The music roared at him. That wasn’t what it had in mind. There was something more important going on? The music was weaving multiple themes and melodic lines together in a dark tapestry; Jurtan could recognize Max’s motif, and Shaa’s, and his sister’s, and... What was going on out there?
By the time he reached the landing-stage a few moments later it had emptied enough for him to pull himself from the water and grab for the ladder without having to shove anyone out of the way. Not that he’d have had the strength to push through a crowd, but then again the music was quite serious about egging him on. Just behind Jurtan a dory was putting in with a cargo of people pulled from the water; above him, though, a line of people hanging onto the ladder were helping to guide him up, regardless of his slime-caked clothes and thoroughly subhuman appearance.

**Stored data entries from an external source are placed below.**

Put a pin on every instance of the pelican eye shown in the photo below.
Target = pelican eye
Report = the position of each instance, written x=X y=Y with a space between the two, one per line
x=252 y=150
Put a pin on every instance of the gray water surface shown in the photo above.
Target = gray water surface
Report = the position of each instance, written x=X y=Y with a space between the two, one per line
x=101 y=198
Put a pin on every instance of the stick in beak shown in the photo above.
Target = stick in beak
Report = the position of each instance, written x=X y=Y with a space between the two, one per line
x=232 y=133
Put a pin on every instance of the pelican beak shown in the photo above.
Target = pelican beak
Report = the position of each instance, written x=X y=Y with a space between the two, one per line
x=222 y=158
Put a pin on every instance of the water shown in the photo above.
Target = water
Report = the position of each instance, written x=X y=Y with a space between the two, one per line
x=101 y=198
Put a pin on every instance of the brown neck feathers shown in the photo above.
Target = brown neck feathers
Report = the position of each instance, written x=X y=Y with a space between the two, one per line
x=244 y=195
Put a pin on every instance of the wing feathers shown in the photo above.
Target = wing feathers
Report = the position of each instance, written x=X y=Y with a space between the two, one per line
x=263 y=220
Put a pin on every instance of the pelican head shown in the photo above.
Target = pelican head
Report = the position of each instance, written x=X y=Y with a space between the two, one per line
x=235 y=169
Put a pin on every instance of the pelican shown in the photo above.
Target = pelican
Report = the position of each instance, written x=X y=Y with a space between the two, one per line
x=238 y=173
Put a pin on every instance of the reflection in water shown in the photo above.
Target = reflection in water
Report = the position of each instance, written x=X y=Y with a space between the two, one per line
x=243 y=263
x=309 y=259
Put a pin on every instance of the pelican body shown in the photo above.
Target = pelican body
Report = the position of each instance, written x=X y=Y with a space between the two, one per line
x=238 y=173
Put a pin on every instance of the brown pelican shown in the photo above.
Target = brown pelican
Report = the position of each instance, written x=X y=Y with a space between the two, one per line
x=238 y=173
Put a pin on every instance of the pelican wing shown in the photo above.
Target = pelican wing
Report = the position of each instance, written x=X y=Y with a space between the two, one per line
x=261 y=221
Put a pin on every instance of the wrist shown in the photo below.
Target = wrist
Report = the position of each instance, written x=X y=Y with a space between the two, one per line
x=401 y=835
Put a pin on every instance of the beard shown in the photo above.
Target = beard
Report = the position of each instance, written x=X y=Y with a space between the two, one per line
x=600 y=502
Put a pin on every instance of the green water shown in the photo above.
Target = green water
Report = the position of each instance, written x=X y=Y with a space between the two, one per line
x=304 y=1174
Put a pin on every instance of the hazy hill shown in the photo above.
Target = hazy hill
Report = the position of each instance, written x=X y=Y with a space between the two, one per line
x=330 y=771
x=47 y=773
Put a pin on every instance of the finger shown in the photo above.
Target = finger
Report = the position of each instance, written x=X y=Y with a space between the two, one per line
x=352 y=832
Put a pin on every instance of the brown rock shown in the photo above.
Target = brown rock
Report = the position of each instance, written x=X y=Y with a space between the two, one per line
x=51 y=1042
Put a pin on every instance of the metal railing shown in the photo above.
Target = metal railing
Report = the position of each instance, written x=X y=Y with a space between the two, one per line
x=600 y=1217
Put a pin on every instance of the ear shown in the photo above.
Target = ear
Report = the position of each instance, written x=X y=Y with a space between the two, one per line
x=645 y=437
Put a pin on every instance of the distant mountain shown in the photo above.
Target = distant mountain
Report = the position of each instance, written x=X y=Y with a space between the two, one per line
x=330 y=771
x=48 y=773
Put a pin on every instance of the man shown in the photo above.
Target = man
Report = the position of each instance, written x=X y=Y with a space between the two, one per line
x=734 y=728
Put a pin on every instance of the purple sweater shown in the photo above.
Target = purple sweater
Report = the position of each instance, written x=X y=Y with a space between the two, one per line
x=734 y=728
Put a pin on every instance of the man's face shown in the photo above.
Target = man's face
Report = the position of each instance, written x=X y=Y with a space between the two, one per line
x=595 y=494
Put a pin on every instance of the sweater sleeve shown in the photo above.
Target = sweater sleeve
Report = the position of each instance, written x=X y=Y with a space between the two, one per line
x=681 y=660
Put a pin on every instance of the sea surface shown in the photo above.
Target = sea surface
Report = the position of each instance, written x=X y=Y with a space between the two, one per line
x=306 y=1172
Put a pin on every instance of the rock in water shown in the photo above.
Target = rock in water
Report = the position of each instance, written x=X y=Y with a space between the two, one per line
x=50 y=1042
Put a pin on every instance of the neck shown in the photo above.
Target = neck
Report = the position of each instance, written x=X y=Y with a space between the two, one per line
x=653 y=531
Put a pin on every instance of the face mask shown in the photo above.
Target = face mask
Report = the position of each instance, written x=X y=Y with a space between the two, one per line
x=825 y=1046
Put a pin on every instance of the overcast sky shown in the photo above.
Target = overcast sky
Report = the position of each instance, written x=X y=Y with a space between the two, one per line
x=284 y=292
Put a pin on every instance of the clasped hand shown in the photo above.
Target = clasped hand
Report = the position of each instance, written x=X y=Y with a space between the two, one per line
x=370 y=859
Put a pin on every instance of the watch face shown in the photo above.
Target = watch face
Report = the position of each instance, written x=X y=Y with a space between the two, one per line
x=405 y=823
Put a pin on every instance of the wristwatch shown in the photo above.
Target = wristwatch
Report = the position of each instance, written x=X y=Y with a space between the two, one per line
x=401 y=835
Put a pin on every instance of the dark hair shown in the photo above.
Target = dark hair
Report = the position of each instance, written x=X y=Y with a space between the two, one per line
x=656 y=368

More quickly than he would have expected Jurtan was collapsing over the top of the seawall onto a short riverwalk stretching beneath the final arch of the bridge. He found his feet and shambled ahead. Now people were falling back from him; now, catching a whiff of his own scent, Jurtan would have fallen back from himself, if possible. A broad stair beyond the arch led up to the bridge, though. His shoes were sliding and slurching on the pavement, and the slick stone of the stairway was even worse; he did fall, halfway up, smashing both knees into the edge of the step and scraping the fresh scabs off his palms. He wobbled to his feet and lurched onward.
The top of the broad staircase formed an even broader plaza which merged on the side with the road where it flowed off the bridge. As he came off the last stair and tried to get a fix on whatever the music was trying to tell him, a carriage tore past heading from the bridge into the city. A strange sense of disorientation gripped Jurtan - but, no, that had to have been yesterday that he’d chased after that carriage the first time. He took a step after the coach and then paused.
It was the same carriage. The theme he’d heard yesterday that had attracted his attention to the vehicle, though, the one belonging to that guy Tildy had been spending time with at the club, was absent. The man wasn’t in the carriage.